Benefit: avoids bloating task JSON/events and improves artifact security.

17. Native/release verification checklist mindset

oh-my-pi release scripts emphasize multi-platform build artifacts, install smoke tests, spoofed-version checks, and runtime loader fallback diagnostics.

pi-crew application:

  • For npm releases, keep a release checklist with:
    • typecheck;
    • unit/integration tests;
    • npm pack --dry-run;
    • install from packed tarball in temp project;
    • Pi extension load smoke;
    • version/tag/npm consistency check.

Benefit: fewer broken published packages.

Skill/Rulebook Ideas to Port

oh-my-pi's skills/rulebook ecosystem suggests additional pi-crew resources:

  1. worker-prompt-pipeline skill: prompt assembly, context projection, before-worker hooks, artifact references.
  2. typed-hook-design skill: lifecycle gates, blocking vs non-blocking hooks, diagnostics.
  3. process-cancellation-contract skill: graceful/force kill, synthetic terminal results, non-reuse.
  4. capability-inventory-ux skill: normalized resource inventory and disable/shadow semantics.
  5. append-only-run-history skill: event tree, branch/retry provenance.

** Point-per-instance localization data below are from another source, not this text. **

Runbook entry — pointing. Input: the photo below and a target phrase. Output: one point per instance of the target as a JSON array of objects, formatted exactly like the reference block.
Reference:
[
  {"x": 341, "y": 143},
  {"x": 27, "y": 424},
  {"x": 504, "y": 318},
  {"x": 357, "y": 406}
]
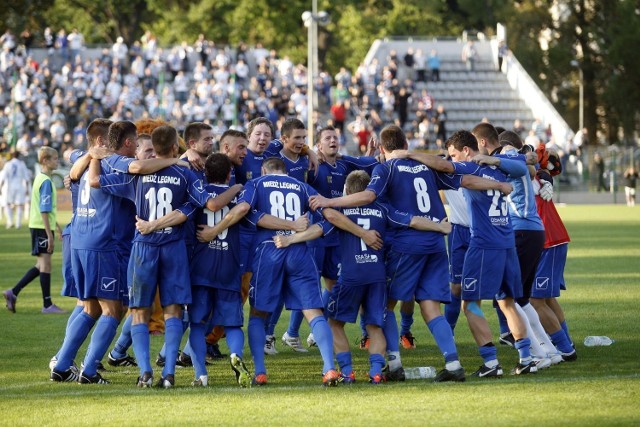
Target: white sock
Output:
[
  {"x": 19, "y": 217},
  {"x": 538, "y": 329},
  {"x": 536, "y": 350},
  {"x": 393, "y": 358}
]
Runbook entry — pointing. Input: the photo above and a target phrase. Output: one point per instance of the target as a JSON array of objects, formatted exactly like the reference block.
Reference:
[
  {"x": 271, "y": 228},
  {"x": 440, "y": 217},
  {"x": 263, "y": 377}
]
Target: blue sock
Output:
[
  {"x": 124, "y": 340},
  {"x": 103, "y": 334},
  {"x": 140, "y": 337},
  {"x": 324, "y": 338},
  {"x": 406, "y": 320},
  {"x": 198, "y": 347},
  {"x": 452, "y": 311},
  {"x": 76, "y": 311},
  {"x": 79, "y": 330},
  {"x": 390, "y": 329},
  {"x": 488, "y": 352},
  {"x": 235, "y": 339},
  {"x": 504, "y": 326},
  {"x": 273, "y": 318},
  {"x": 376, "y": 362},
  {"x": 565, "y": 328},
  {"x": 173, "y": 331},
  {"x": 443, "y": 335},
  {"x": 325, "y": 302},
  {"x": 294, "y": 323},
  {"x": 561, "y": 341},
  {"x": 363, "y": 326},
  {"x": 187, "y": 350},
  {"x": 522, "y": 345},
  {"x": 345, "y": 363},
  {"x": 257, "y": 338}
]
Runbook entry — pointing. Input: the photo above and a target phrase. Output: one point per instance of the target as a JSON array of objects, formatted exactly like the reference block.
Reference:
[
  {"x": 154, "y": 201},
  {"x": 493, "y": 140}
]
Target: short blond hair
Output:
[{"x": 45, "y": 153}]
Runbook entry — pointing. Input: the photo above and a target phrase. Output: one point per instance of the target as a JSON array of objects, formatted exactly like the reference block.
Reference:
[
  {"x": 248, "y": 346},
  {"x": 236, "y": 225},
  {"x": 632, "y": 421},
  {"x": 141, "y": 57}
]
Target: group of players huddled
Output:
[{"x": 266, "y": 219}]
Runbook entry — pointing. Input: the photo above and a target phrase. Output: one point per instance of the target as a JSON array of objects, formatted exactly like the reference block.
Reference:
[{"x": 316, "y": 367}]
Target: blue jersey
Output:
[
  {"x": 156, "y": 195},
  {"x": 217, "y": 263},
  {"x": 103, "y": 222},
  {"x": 251, "y": 167},
  {"x": 410, "y": 186},
  {"x": 523, "y": 211},
  {"x": 279, "y": 195},
  {"x": 490, "y": 225},
  {"x": 360, "y": 264}
]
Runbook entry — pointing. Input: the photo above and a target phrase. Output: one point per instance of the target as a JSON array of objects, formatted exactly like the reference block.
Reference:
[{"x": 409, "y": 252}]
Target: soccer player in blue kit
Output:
[
  {"x": 158, "y": 260},
  {"x": 491, "y": 269},
  {"x": 281, "y": 273},
  {"x": 416, "y": 264},
  {"x": 362, "y": 281}
]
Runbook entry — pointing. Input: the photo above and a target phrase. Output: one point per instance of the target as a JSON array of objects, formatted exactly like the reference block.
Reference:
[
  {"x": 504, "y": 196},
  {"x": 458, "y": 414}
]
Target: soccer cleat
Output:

Prioritized Backlog for pi-crew

P0 / High confidence

  • Fix current runtime review findings first: waiting final status, respond semantics, no-registry model routing.
  • Add structured cancellation reason and terminal synthetic result/event for cancelled workers.
  • Centralize worker prompt pipeline and persist exact prompt packets.
  • Add width-safety tests for dashboard/widget lines.

P1 / Medium-term architecture

  • Add steering vs follow-up mailbox queues.
  • Add typed hook lifecycle for before_task_start, task_result, before_cancel, session_before_switch.
  • Add capability inventory model for teams/workflows/agents/skills/hooks/tools.
  • Add CancellationToken for long internal loops and scans.

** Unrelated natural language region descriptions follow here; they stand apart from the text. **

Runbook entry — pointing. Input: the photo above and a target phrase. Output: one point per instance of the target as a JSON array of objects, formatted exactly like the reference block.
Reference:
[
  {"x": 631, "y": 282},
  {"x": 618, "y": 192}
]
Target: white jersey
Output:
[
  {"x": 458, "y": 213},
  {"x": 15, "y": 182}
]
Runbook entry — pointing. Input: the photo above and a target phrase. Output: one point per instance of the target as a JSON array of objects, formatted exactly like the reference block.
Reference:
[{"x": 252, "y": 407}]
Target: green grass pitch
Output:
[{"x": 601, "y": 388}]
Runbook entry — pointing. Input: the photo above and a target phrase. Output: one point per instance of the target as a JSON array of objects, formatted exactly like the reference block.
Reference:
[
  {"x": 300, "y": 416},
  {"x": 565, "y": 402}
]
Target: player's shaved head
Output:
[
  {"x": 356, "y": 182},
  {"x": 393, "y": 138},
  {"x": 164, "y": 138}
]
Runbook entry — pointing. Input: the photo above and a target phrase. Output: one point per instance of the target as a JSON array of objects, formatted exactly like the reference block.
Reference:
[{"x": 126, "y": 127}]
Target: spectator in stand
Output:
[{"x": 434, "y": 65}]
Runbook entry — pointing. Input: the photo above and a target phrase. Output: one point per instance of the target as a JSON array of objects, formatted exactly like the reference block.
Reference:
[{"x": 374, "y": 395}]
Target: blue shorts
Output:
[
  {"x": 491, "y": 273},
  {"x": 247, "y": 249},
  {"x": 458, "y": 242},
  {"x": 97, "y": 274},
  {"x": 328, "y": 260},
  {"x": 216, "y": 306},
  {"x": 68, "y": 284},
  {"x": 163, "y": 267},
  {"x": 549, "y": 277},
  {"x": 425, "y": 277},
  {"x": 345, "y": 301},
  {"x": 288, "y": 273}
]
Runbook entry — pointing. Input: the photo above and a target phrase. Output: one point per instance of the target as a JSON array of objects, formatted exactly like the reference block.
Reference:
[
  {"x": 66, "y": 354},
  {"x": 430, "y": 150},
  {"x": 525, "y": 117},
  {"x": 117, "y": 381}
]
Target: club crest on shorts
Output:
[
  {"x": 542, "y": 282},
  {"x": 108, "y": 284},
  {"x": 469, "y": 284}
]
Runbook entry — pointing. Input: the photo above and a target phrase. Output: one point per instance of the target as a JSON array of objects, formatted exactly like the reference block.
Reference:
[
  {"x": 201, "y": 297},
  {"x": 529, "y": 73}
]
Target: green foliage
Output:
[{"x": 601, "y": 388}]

P2 / Larger subsystem work

  • Append-only run-history tree with attempt/branch parentage.
  • Content-addressed blob artifact store with metadata sidecars and GC.
  • Worker process controller installed before spawn; process non-reuse after cancel/protocol error.
  • Raw scan-entry cache shared by dashboard/status/artifact lookup.

Anti-Patterns to Avoid

  • Building prompts from scattered inline string concatenation without a traceable pipeline.
  • Treating UI render as a place to perform heavy filesystem scans.
  • Auto-opening modal/right-sidebar UI by default when a compact widget/status line would suffice.
  • Dropping queued user-facing results just because session generation changed.
  • Cancelling a task without writing a terminal event/result.
  • Caching semantic query results that should be recomputed from raw state.
  • Letting one bad extension/resource prevent builtin operation.

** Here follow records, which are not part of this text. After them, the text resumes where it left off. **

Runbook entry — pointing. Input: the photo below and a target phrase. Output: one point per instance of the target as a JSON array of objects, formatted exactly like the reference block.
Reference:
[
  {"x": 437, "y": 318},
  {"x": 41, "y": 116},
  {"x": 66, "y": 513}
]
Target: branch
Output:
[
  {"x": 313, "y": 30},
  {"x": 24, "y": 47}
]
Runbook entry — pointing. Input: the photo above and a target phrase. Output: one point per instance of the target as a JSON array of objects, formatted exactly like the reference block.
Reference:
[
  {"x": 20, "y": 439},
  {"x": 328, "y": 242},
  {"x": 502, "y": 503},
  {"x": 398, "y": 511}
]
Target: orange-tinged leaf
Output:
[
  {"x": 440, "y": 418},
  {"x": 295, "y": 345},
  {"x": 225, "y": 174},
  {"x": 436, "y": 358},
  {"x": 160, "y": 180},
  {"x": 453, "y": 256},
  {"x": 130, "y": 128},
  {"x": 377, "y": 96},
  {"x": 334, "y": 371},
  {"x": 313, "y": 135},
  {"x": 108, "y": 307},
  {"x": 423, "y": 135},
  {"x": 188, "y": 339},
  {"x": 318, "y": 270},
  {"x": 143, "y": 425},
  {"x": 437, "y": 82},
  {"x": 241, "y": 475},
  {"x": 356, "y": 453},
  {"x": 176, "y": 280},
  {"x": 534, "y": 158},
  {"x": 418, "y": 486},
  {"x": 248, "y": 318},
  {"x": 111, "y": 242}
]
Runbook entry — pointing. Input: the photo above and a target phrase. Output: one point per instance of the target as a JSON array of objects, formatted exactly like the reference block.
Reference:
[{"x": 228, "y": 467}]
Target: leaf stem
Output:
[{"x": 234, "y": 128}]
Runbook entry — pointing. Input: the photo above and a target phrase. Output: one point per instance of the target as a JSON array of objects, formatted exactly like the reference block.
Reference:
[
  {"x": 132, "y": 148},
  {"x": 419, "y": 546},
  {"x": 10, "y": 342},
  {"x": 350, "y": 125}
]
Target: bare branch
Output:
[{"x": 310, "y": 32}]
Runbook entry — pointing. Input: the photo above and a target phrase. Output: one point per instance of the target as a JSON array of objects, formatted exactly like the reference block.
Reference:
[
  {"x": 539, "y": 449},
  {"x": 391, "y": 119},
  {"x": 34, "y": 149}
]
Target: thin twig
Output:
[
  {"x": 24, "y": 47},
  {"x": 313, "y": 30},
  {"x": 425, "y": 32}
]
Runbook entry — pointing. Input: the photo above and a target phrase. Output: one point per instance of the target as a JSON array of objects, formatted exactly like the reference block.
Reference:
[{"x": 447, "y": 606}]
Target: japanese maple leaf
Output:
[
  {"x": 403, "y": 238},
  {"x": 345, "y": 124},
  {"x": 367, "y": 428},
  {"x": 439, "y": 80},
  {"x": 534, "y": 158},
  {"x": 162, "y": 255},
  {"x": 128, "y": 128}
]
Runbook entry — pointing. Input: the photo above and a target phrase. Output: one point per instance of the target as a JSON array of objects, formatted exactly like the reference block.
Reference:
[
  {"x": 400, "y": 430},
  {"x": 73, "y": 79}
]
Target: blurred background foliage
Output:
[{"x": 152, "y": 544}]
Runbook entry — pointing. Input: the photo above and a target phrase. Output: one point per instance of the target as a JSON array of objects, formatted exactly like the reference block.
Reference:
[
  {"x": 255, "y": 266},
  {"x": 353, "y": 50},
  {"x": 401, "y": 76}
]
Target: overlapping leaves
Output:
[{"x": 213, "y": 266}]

Immediate Review Questions for Future Implementation

  • Should pi-crew project-local skills be allowed to shadow builtin safety skills by default, or require explicit project: namespace?
  • Should respond enqueue durable work or only deliver to live workers? Current semantics need to become explicit.
  • What is the stable capability ID scheme for teams/workflows/agents/skills/hooks?
  • Which hook events should be blocking by default and which should be diagnostic-only?
  • What artifact size threshold should trigger blob storage instead of embedding content in task/events JSON?